In 1894, aged sixteen, Ramsay joined the National Gallery School.

This school was dominated by two teachers with very different approaches to art. Bernard Hall was strict and unapproachable and he believed in the time-tested academic methods; a student started by sketching plaster models before progressing to an analytical understanding of shape, colour and form.

Frederick McCubbin was friendly and more atune to what was happening in the Australian art scene. Some of his paintings are now seen as the major examples of Australian Impressionism, and so he reflected the new national pride and appreciation of the Australian landscape.

Ramsay also studied anatomy and this helped him later when painting portraits.

It is significant that Hall seems to have had much more influence than McCubbin on Ramsay’s later work. Hall showed Ramsay how the tonal range of painters such as Whistler and Manet developed from the seminal figure, Velasquez. This Spanish painter was to have the most profound effect on Ramsay’s approach to painting.

Ramsay won awards for his painting, and was expected to win the Travelling Scholarship; this would have paid for his travel to Paris.
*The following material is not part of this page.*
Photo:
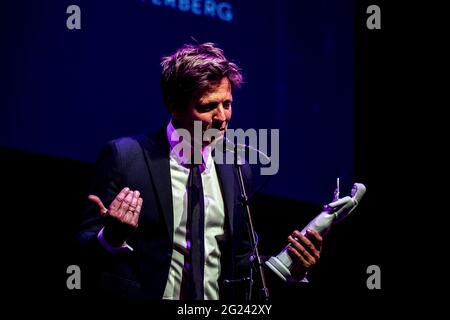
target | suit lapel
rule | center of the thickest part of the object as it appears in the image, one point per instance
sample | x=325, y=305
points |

When he left the Gallery School in 1897 Ramsay set up a studio in Flinders St Melbourne. He also shared a very basic dwelling in Eltham, then a more substantial house in the same suburb.

Taking students was one way to pay his way, and although the number of students was disappointing, he met Lischen Muller. She was fourteen.

Ramsay used her as a model for his painting Consolation, inspired by the Keats poem Hyperion. She later became his fiancée.

Ramsay again missed winning the Travelling Scholarship, and an acquaintance arranged for a raffle of some of Ramsay’s works.

Using this money Ramsay left Australia on September 14th 1900.